By Anjuli Grantham
Sarah Lewis notes she’s out of canned tomatoes in her kitchen cupboard. She heads to her “long-term” food pantry, finding canned tomatoes in there.
Sarah then restocks her kitchen cupboard with the cans from her back up pantry. She adds canned tomatoes to her shopping list and consults a meal planning app (her current favorite is 5 Week Day Meals) to see what else needs to be on the shopping list. When she returns from the grocery store, she puts newly purchased cans of tomatoes in the long-term food pantry and starts making a batch of food for the coming week.
“We need to solve for the pattern instead of for a single problem,” said Sarah, who is a UAF Cooperative Extension Agent for Southeast.
Conscientious meal planning is a good example of this, as it solves several problems at once. It enhances her family’s food security, as the Lewis-Boily family can comfortably subsist during an emergency that limits food access. It follows the “last in, first out,” recommendation of food consumption. It allows Sarah to consider nutritional aspects of her family’s meals. It helps solve (though certainly doesn’t negate) the “what’s for dinner” conundrum. Finally, it limits the family’s food waste. Being deliberate about food means Sarah’s family is deliberate about what they throw away.
Of the 80 top solutions for mitigating climate change, reducing food waste is solution No. 3. It’s surprising that something as simple as reducing food waste is the third most effective way we can meet our climate targets. But the scale of the food waste problem is even more staggering.
[Juneau’s Climate Change Solutionists: Preserving Wetlands and Peatlands with Koren Bosworth]
The USDA reports that Americans trash 133 billion pounds of food in a single year. If food waste was a country, it would be the third largest emitter of greenhouse gases behind the United States and China.
These emissions come from the embodied energy within food — all those carbon-hogging inputs required to make, package, transport and store food. Additionally, that food often originated on degraded agricultural lands which previously were forests, prairies, and ecosystems that naturally sequestered carbon.
At each step along the supply chain food waste occurs, either accidentally or on purpose. An example of accidental food waste is when a freezer fails and the food within becomes rotten. Willful waste, on the other hand, is more common in the developed world. Examples include the culling of knobby vegetables because they don’t fit the ideal shape consumers are accustomed to seeing in the produce section, to trashing the wilted salad greens one forgot to eat the week before.

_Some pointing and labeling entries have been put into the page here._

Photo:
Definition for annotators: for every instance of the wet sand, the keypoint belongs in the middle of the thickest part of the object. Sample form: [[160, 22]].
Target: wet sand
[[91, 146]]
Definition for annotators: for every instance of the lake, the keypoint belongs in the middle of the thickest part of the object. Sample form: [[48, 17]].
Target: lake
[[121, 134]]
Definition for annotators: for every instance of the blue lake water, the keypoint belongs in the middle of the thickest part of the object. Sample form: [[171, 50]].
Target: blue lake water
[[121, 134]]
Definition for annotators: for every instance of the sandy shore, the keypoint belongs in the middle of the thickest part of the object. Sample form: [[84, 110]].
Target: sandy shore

Wasted food might as well not have been produced.
What we call the food system currently operates more as a supply chain. This is a part of the problem, explains Sarah. “We must think of systems, rather than linear pathways. Systems are cyclical and find ways to feed back into the system. The way that the food chain currently works, it’s very linear: store, home, garbage, landfill.”
Systems thinking is what brought Sarah into the realm of food. She started as an architect, a profession that requires holistic thinking to design functional, accommodating spaces. She then pursued a Master’s degree in social work, a field she describes as “helping humans thrive within a system.”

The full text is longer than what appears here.